My departmento (apartment) that I share with three other students- Rachel, Sheila and Ian- is in Cerro Barón. It is a lovely building, and I have an incredible view of the city from my balcony. The apartment came fully furnished, a real relief because we have a lot of other things to work on besides collecting furniture. After a bit of hassle figuring out who had the keys, we were able to move in on our first night here. The only problem with living halfway up a cerro is that you have to get there. We predict buns of steel for all of us because we generally hike up and down at least once or twice every day. The fastest route to the nearest main street is a set of extremely steep stairs. Climbing those
is enough to make anyone short of breath. Apparently Cerro Barón is not exactly the coolest cerro around, but it generally seems pretty quiet and we all feel very safe walking around here. Cooler cerros include Cerro Bellavista, Cerro Alegre, and Cerro Concepción. But here we are, and we are only a few minutes by micro from the centro of Valparaíso. This area includes the oldest newspaper in Chile, El Mercurio. If you go up the cerros a ways in this area you run into the heart of Valparaíso's tourist district, with lots of hostels and hospedajes, cafés and restobars, as they are called. It is a nice area to go visit, and it is not entirely gringified, but the presence of tourists has certainly made its mark on this area. Of course, this also means that there are more entertaining chocos culturales.

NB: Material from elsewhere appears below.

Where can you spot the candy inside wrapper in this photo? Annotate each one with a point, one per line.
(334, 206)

Today I took a break from my research project to do a bit of sight-seeing. I haven't been working non-stop, but I have spent the majority of my time focused on getting my project off the ground. Today I went to La Sebastiana, Pablo Neruda's house in Valparaíso. It is one of his three famous houses,
another is in Santiago and the third one is Isla Negra. It is in Cerro Bellavista. There is a nice garden that you can easily pretend is in the middle of a forest and not in a city. The house itself is very unique, both in design and decoration because Neruda was fascinated with boats and the ocean. There are 5 stories, and I think my favorites were the second story, with the sitting room and bar. The sitting room had a horse from a carousel in the middle of it and a very unique fireplace. The bar is a decorated in a random style, epitomizing Neruda's love of 'cosas' or things, but I think it means something more like knick-knacks in this context. He even has poems about looking for 'cosas' in the mercado. My other favorite floor was the top floor, or Neruda's study. This was the 5th floor of the house and has the best view of the puerta and Valparaíso. I hope I can make it to Isla Negra one of these days!

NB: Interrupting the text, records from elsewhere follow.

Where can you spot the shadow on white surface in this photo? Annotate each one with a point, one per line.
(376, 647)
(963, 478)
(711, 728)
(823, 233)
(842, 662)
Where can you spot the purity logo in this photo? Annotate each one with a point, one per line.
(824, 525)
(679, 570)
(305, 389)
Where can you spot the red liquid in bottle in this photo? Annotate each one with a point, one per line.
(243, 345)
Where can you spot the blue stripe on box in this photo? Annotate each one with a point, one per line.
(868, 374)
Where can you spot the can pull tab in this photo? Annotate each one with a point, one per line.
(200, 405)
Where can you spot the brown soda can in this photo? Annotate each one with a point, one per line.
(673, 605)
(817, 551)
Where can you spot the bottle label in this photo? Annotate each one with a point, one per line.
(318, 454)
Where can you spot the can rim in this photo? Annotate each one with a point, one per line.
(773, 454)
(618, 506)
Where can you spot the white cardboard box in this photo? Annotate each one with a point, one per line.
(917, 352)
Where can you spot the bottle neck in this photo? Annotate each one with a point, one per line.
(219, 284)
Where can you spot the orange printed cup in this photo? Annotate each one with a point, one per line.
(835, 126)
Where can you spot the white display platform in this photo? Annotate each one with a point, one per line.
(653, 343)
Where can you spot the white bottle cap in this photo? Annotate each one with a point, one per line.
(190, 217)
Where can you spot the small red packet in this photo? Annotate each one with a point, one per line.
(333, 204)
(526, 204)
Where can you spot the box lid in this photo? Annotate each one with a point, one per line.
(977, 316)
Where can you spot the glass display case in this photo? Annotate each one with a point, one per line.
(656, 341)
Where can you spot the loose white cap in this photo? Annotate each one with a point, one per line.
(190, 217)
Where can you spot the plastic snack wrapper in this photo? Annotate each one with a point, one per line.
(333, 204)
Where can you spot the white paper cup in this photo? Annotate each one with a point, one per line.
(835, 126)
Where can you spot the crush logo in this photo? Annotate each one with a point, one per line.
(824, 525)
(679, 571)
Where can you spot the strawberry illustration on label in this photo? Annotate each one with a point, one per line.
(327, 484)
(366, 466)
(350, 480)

I also wandered around in El Museo a Cielo Abierto, which is an open air 'museum' of murals in Cerro Bellavista. Of
course, there is no real fixed route even though the 20 murals are labeled in what seems to be an order. The first 3, some of the last I saw, had been defaced with graffiti and were not entirely visible. This seems to be almost a natural occurrence, because graffiti pops up on every available surface in Valparaíso. While wandering down a random narrow street along the route of the museo, I stumbled on a brightly painted building, which turned into a stairwell, which turned into an alley and half of a building covered in detailed depictions of the city of Valparaíso in brilliant colors. The paint spattered man who was in the middle of adding details to the stairs was named Mario Celadon. He showed us what he had painted, and what his friend had painted, and then sent us off to see his friends gallery. He was very friendly and gave me a free sketch when I bought a watercolor of Valparaíso. I made me really happy to see somebody who was beautifying the area around him in a unique way. Of course all of the paintings were leading up to Hostal Bellavista, which is absolutely where I
would stay if I had to hang out in a hostal in Valparaíso after I met Mario. Even though we got lost a few times, and ended up in some strange alley ways, I loved the Museo and I would say it is an experience that you cannot miss if you are in Valparaíso. The art is interesting and beautiful, and it is a unique way to interact with art. It is not cordoned off in a museum, but part of the daily landscape around you. And, if you are so inclined, you can add another layer of paint to the design.